How to Calculate Christoffel Symbols in Spherical Coordinates?

[latentcorpse]

The metric of Euclidean \mathbb{R}^3 in spherical coordinates is ds^2=dr^2+r^2(d \theta^2 + \sin^2{\theta} d \phi^2).
I am asked to calculate the Christoffel components \Gamma^{\sigma}{}_{\mu \nu} in this coordinate system.

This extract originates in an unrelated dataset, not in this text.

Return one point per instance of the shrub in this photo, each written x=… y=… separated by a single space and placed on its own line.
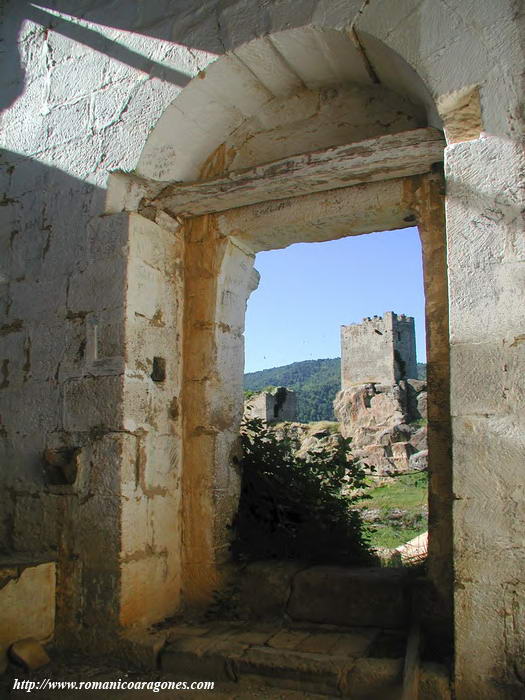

i'm not too sure how to go about this.

it talks about ds^2 being the metric but normally the metric is of the form g_{ab} i.e. a 2-form but ds^2 isn't a 2-form. are these metrics different or do i make g_{\mu \nu}=ds^2 \omega_{\mu} \omega_{\nu} where \omega_i is a 1 form?

i think I'm missing some key point here...

 

[gabbagabbahey]

The metric is often defined according to the equation ds^2=g_{ab}dx^adx^b...In this case, you have x^a\in\{r,\theta,\phi\}...so what are the components of g_{ab}?

 

[latentcorpse]

g_{ab}=\left[ \begin {array}{ccc} 1&amp;0&amp;0 \\ 0&amp;r&amp;0<br /> \\ 0&amp;0&amp; {\sin}{\theta}\end {array} \right]

i didn't know how else to right it.

would that work? because say
g_{33}=g_{\phi \phi} = \sin^2{\theta} dx^\phi dx^\phi

 

[gabbagabbahey]

Don't you mean:

g_{ab}=\begin{pmatrix}1 &amp; 0 &amp; 0 \\ 0 &amp; r^2 &amp; 0 \\ 0 &amp; 0 &amp; \sin^2\theta \end{pmatrix}

 

[latentcorpse]

yeah sorry. okay so that would work out for the formula ds^2=g_{ab} dx^a dx^b

now i guees I'm supposed to use 3.1.30 in Wald:

\Gamma^{\sigma}{}_{\mu \nu}=\frac{1}{2} \sum_{\rho} g^{\sigma \rho} \left( \frac{\partial g_{\nu \rho}}{\partial x^{\mu}} + \frac{\partial g_{\mu \rho}}{\partial x^{\nu}} - \frac{\partial g_{\mu \nu}}{\partial x^{\sigma}} \right)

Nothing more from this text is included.